Music Review: Rihanna is 'Unapologetic,' but she shouldn't be
James Bien, Reporter
November 16, 2012 •
If you’ve been around a television or computer lately, you're aware that Rihanna released a new album. “Unapologetic” is her follow-up to last year’s “Talk that Talk,” a successful record that churned out six chart-topping singles, including “We Found Love” and “Where Have You Been." Promotional work for this album includes Rihanna's appearances on “Saturday Night Live,” “The Ellen Degeneres Show,” the "Victoria’s Secret Fashion Show” and her recent embarkment on the 777 Tour. Unfortunately, listening to "Unapologetic" reveals Rihanna seems to have put more effort into promoting the record than producing it.
The theme of the record is controversial. On the album cover, which was officially released in October, Rihanna appears nude, sporting dark lipstick and a provocative, super-short hairdo. At face value, it is as if Rihanna has another hit record under her belt. She employs the help of popular vocalists Eminem and Chris Brown (as well as Kanye West on the official remix of “Diamonds”), up-and-coming rapper Future, indie singer Mikky Ekko and dance powerhouse David Guetta. However, the tracks in the album are generally of sub-mediocre quality and lack consistency other than in theme, which hangs by barely a thread.
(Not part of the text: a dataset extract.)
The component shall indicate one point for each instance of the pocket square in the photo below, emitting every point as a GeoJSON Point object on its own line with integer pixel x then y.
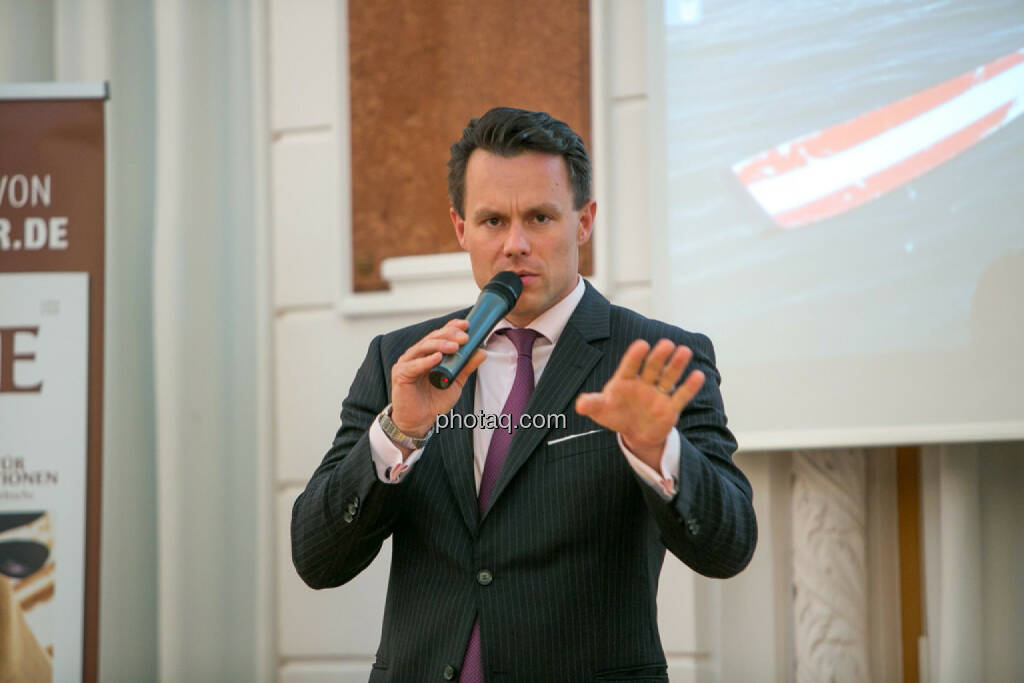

The songs change genres as sporadically and frequently as Rihanna changes her image. “Unapologetic” opens with the urban banger, “Phresh Out the Runway,” which deviates from the annoyingly catchy dance-pop tunes from her previous album and instead packs excessive synthetic sounds into the song. The result is three-and-a-half minutes of utter confusion.
The next song, “Diamonds,” which is also the album’s first single, seems misplaced as a mid-tempo ballad surrounded by beat-driven tracks. That said, it is one of the better songs on the album.
One would expect that her collaboration with Eminem on “Numb” would be a happy reunion recalling the “Love The Way You Lie” era. Instead, the rapper’s verse serves as the only redeeming quality to Rihanna’s meaningless and repetitive lyrics. The rest of the album plays similarly, with unpleasant, thumping beats dominating many of the songs.
The most controversial song, by far, is the singer’s duet with her abusive ex-boyfriend, Chris Brown. The piano house track revamps (and taints) Michael Jackson’s classic, “The Way You Make Me Feel.” The lyrics tell of the pair’s on-and-off romance. However, it seems ironic they boast of a relationship that is “Nobody’s Business,” when Rihanna blatantly uses the controversy surrounding her poor decisions to promote the album. For moral reasons alone, I disapprove of this song.
The only songs from the album I will voluntarily listen to are “Jump” and “Stay.” In "Jump," Rihanna explores the dubstep genre with the first by enlisting producers Chase and Status and samples Ginuwine’s “Pony” in the chorus. It sounds vaguely reminiscent of Magnetic Man’s 2010 dubstep smash “I Need Air” and has the potential to become a Top 40 single. The second bearable song on the album, "Stay," debuted on “Saturday Night Live." A piano-driven ballad, the song shows Rihanna’s vulnerable side. The absence of heavy beats in this song provides a refreshing intermission.
You don’t need to be a Rihanna fan to be disappointed with the mess of an album “Unapologetic” is. The release of seven albums in seven consecutive years is an impressive feat for any artist, but it seems the singer has either lost her touch from the golden days of “Umbrella,” or just decided not to bother with this album.